Ne meşakkatler çekildi, ne sıkıntılar yaşandı. İstanbul’u “onurlu Osmanlı
askeri” fethetti. Onur yürüyüşü yapan “onurlu ibneler” değil.
Şimdi
bu “velev ki ibneler” ile ibne gibi kıvıranlar yeni bir algı operasyonuyla “Suriye
bataklığı, bizi çekmek istiyorlar, girersek çıkamayız” demeye başladılar.
Fırsat bir kere gelir. Değerlendiremezseniz hayat boyu keşke o zaman yapsaydık
dersiniz.
Güneyimizde
yeni bir devlet kurmaya çalışıyorlar. Bununla beraber bölgenin nüfus dengesini
bozuyorlar. Yani güncel tabiri ile “demografik” yapıyı bizim aleyhimize
bozuyorlar. Bölgedeki Türkmenler göçe zorlanıyor. Bölge Kürtleştirilmeye çalışılıyor.

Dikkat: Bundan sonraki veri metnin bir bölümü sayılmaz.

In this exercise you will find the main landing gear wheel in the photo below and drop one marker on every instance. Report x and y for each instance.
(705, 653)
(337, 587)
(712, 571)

Kuzey Irak’ta tapu ve nüfus kayıtları yakılarak Türkmenler aleyhine bir yapı
oluşturuldu. Şimdi Suriye’de bu yapılmaktadır.
Ortadoğu
coğrafyasında oynanan oyunu tekrarlamaya gerek yok hepinizin malumu. 2 milyona
yakın insan topraklarımız gelmiş, hem onların hem bizim huzurumuz kaçmıştır.
Sınırımız, sınır olmaktan çıkmış yolgeçen hanına dönmüştür. DAEŞ bahane
edilerek PYD militanlarına destek verilmiş, hastanelerimizde tedavi edilmiştir.
Bu tedavi edilen militanların Türkiye düşmanlığı açıkça belli iken.
Şimdi
bizden sessiz kalmamızı istiyorlar. Daha açık tabirle kuyruğumuzu kıstırıp
ülkemizin bölünmesini izlememizi istiyorlar. Kimseye verilecek bir karış
toprağımız yoktur. Bizimle yaşamak isteyen insan gibi yaşar, istemeyen adı Kürdistan
olan bölgesine defolur gider.
Yapılması
gereken Suriye’nin bizi ilgilendiren bölümünde güvenliği sağlamak ve ülkemizde
zorunlu olarak bulunan insanlara evlerinize dönün demektir. Bunu başaramazsak
dünya devletleri nezdinde köpek kadar bile değerimiz olmaz. Şamar oğlanına
döneriz.
Tarihten
gelen bu misyonu üstlenip, kutlu yürüyüşümüzü sürdürmeliyiz. Bizim için onurlu
olan bu yolda savaşmak, gerekirse ölmektir. Vatanı ve milleti için savaşmayı ve
bu yolda ölmeyi elbette ibnelerin ve onların destekçilerinin anlamasını
beklemiyoruz.
İbneler
de “ siz dilediğiniz tepkiyi verin beni bir tepki vermeye zorlamayın olmaz mı “
diyen muhafazakâr İsmail ağabeylerini ve “Hdp tam Syriza olmuş. Soru şu: Türkiye'nin Syriza vakti
geldi mi?” diyen Aslı ablalarını alıp Yunanistan'a gidebilirler.